Just before midnight, a strong odor was detected from the second floor of Los Cerritos Hall. An officer was able to identify the source of the odor and discovered that everyone inside was smoking marijuana.

In dealing with those who receive citations, police try “to emphasize education and prevention,” according to University Police Chief Stan Skipworth.

Cal State Long Beach has a program called Alcohol, Tobacco and Other Drugs (ATOD) which aims to “educate students about the potential negative consequences of drug and alcohol use and/or abuse … and serves to create a harm-free environment in which students can achieve their academic goals and acquire skills necessary for lifelong success,”  according to the ATOD website.

Students caught with marijuana or alcohol on campus are required to attend a mandatory set of classes based on how many times they have been cited.

First offenders go through a three-hour class that discusses responsible decision-making, the negative consequences of alcohol and drug use, and compliance with campus policy and regulations.

Those that receive a second violation are required to have a counselor examine the their behavior and explain to them the threats associated with drug and alcohol use.

Those who receive a third violation are referred to the CSULB Office of Judicial Affairs, where students go before an officer. The third violation results in eviction from the residential halls.

“I think these are good policies,” said Ashley Morris, a sophomore psychology major and resident assistant. “It doesn’t get the dorms too wild or out of control. I guess it’s not really fair for students [who can legally drink], but they are the rules.”

According to the Housing and Residential Life Rules and Regulations Handbook, “residents in company of someone consuming alcohol or in possession of full or empty alcohol bottles in student rooms are also subject to judicial action.”

Not all students agree with this part of the rule.

“People in the room who weren’t participating shouldn’t get written up as well,” said Alyssa Martinez, a freshman fashion merchandising major. “Also, if the bottles are empty, there shouldn’t be anything they could do with it because they can’t prove you drank it and write you up.”

Tommy Layton, an Australian study abroad student majoring in criminal justice, agrees with Martinez. Layton has received two write-ups for drinking in the dorms and finds it hard to adjust to dealing with these policies.

“They’re trying to enforce the law and there’s nothing you can do,” Layton said. “It’s difficult and different from Australia, where it’s more lenient.

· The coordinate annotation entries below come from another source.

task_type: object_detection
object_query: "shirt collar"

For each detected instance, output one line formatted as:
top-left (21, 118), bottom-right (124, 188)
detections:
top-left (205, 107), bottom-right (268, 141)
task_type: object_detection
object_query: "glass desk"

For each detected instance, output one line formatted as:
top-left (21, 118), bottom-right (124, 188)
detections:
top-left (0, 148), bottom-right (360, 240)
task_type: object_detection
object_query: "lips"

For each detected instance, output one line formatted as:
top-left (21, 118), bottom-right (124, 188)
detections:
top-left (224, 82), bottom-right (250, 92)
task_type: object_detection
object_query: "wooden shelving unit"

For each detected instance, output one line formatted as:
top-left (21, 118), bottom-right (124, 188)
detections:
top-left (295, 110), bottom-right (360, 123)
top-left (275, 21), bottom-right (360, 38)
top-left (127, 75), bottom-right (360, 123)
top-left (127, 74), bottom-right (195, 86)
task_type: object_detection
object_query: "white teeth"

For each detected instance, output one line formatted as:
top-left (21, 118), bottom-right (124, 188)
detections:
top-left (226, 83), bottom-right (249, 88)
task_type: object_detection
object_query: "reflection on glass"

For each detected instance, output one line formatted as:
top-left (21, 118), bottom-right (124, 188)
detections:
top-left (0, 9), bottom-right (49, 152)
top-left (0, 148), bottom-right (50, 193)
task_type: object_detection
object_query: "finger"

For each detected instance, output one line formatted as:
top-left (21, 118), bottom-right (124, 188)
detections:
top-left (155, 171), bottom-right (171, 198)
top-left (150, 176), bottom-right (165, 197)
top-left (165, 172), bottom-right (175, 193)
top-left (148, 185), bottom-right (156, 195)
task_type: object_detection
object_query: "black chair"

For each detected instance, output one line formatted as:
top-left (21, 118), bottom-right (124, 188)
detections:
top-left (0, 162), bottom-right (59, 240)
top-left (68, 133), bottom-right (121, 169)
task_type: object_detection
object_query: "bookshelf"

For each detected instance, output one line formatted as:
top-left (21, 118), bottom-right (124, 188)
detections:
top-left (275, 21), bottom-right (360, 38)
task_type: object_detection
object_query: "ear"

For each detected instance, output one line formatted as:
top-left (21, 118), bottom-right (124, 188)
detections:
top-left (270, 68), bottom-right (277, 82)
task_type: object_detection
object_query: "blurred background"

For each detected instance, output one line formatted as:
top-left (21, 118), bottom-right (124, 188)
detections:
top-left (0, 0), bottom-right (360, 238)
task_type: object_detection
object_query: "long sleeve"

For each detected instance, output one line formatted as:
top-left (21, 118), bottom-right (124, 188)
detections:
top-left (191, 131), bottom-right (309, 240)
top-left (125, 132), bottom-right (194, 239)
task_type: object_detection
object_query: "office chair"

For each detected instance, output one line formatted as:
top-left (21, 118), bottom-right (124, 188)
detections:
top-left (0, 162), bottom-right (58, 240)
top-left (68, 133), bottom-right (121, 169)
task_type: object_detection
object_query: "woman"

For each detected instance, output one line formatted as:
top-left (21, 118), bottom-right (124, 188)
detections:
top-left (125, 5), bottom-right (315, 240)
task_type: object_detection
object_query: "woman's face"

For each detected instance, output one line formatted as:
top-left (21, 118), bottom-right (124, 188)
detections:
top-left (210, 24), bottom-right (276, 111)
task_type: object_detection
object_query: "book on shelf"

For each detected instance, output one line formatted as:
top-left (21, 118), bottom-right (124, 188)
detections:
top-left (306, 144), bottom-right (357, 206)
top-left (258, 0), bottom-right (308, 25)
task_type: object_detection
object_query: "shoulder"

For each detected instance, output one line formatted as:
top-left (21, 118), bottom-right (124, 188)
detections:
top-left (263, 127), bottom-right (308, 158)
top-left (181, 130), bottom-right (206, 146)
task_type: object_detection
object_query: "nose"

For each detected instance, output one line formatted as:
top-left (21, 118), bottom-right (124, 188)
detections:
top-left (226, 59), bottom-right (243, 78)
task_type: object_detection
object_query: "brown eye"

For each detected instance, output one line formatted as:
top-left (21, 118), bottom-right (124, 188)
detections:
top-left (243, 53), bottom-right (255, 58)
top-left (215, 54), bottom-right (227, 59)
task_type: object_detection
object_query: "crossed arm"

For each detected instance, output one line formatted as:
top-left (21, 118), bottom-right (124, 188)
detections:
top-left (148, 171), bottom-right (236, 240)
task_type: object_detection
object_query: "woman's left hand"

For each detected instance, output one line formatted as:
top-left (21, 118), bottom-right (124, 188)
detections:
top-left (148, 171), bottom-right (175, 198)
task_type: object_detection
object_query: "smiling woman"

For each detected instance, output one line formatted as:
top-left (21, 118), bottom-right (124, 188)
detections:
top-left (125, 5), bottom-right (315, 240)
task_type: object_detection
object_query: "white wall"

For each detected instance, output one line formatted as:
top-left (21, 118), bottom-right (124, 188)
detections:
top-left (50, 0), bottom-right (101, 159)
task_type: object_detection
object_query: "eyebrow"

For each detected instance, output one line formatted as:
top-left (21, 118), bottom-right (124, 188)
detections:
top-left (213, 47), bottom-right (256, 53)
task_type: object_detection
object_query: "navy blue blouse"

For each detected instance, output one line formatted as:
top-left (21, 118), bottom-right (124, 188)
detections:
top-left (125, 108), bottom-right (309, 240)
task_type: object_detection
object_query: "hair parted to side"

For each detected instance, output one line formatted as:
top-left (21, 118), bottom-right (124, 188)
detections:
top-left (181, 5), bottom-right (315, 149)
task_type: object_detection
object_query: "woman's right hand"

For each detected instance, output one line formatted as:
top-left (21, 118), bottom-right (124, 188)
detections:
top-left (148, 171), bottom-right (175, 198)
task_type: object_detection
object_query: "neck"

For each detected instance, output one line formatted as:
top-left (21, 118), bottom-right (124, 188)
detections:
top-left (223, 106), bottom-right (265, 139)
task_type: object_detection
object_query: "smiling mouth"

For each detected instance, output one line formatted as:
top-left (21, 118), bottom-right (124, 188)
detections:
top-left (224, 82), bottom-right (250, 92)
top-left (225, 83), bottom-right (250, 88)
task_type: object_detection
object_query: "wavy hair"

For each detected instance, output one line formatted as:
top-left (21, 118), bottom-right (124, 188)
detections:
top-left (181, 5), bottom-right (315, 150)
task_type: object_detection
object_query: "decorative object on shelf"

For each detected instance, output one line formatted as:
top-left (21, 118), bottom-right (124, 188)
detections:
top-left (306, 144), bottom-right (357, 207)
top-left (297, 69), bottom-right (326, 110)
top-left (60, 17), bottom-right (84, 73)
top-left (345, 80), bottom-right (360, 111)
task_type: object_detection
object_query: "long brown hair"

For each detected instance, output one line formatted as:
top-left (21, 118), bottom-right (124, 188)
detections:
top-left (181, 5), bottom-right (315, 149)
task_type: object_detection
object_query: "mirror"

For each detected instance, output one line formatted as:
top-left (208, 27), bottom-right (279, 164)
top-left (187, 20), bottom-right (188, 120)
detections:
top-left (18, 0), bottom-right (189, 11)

Here, it’s intense and annoying because of all the processes.”

Other students feel the rules are good for the campus.

“I think the policies are pretty lenient considering what can happen if you get caught with alcohol or marijuana off campus by the cops — it’s less harsh here,” said Heather McLernon, a freshman psychology major. “I mean, the rules are set in place for a reason and people need to follow it; it’s not that hard.”

Michelle Gamboa, a freshman kinesiology major, agrees with McLernon, “There’s a reason why they have these rules and I think students should just follow them.”

4 Comments

4 Responses to “High crimes”

  1. Old 49er on April 14th, 2009 10:26 am

    Children, grow up and obey the law. If you do not like the rules, change them or move. Being an adult means acting responsibly by obeying rules.

    [Reply]

  2. Your name on April 14th, 2009 11:26 am

    I lived in the dorms for years. If those kids get caught with pot IN THEIR ROOM they deserve to get punished. obviously theyre not smart enough to do it outside (where there are no smoke detectors) or off campus.

    sounds like that Layton kid, with two write-ups, only needs one more before he’s kicked out of the dorms, maybe sent back down under. however, most kids get away with drinking in the dorms. i know i did…most of the time

    [Reply]

  3. snoop on April 14th, 2009 2:21 pm

    smoke weed everyday

    [Reply]

  4. Jesus Malverde on April 14th, 2009 3:12 pm

    When someone gets cited at CSULB for smoking weed, do they also get charged in a court of law? The article makes it sound like it never goes past the administration at CSULB. While I agree that we need rules, saddling an 18 or 19 year-old with a lifetime misdemeanor criminal conviction is not a good idea.